Coverage of Conflict

Assignment: Write a 500-word blogpost about the control over coverage of conflict inside your country.
Photo taken by Sergey Ponomarev, a Moscow-based photojournalist. The caption reads: "Soldiers in the territory of Nagorno-Karabakh, the region over which Armenia and Azerbaijan are waging a countinuing struggle. The conflict has escalated with dealy ferocity in recent months, killing dozens of soldiers on each side and pushing the countries perilously close to open war."

Photo taken by Sergey Ponomarev, a Moscow-based photojournalist. The caption reads: “Soldiers in the territory of Nagorno-Karabakh, the region over which Armenia and Azerbaijan are waging a countinuing struggle. The conflict has escalated with dealy ferocity in recent months, killing dozens of soldiers on each side and pushing the countries perilously close to open war.”

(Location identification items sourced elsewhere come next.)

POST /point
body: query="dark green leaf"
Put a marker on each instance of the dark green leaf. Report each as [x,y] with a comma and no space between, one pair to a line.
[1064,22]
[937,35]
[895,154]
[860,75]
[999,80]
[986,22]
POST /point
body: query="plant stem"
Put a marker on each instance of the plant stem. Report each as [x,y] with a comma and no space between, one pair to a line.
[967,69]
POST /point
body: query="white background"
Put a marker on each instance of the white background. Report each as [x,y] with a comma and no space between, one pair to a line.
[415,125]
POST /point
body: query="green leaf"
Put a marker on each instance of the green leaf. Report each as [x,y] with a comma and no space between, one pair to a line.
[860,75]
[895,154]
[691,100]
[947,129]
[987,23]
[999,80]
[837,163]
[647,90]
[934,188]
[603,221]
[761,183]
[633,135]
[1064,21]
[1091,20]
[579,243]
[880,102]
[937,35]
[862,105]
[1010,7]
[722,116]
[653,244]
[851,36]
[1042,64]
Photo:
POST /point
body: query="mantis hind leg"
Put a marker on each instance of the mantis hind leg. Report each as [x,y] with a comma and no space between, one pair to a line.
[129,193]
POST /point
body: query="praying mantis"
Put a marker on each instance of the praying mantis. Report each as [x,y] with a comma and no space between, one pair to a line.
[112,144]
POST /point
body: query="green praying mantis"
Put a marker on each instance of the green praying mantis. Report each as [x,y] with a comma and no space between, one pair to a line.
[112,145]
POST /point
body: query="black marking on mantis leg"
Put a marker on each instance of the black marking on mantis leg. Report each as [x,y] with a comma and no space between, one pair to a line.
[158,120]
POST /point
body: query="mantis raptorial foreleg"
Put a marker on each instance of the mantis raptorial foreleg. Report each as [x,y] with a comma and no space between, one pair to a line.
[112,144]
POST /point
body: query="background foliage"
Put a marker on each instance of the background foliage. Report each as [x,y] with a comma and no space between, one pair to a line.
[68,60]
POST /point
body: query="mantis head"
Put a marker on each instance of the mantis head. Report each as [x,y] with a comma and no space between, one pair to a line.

Azerbaijan defies the norm and enters a journalistic “competition” with Armenia in regards to coverage of the Nagarno-Karabakh conflict.

For international new sources, it seems that most of the journalists and photographers that report on the Nagorno-Karabakh conflict are based in Moscow and mainly focus on the Ukraine conflict unless tensions in the Caucuses flare. A recent article for the New York Times, written by journalist David Herszenhorn with photographs by Sergey Ponomarev, details the most recent skirmishes between Azerbaijan and Armenia with stunning visuals and various quotes from individuals on all sides of the conflict. In the article Herszenhorn writes:

“With tensions mounting, visits to each side of the front line, and interviews with senior government and military officials, as well as conversations with dozens of residents, refugees, war veterans, soldiers, local officials, academics, civic activists and even schoolchildren, found the two sides bracing for war, and neither expecting nor prepared for peace.”

Followed by statements from people living in both Azerbaijan, Armenia, and Stepanakert (the capital of Nagorno-Karabakh), it seems that not much control is exerted over journalists or photojournalists coming from out of the country in regards to access to or coverage of the Armenia-Azerbaijan conflict.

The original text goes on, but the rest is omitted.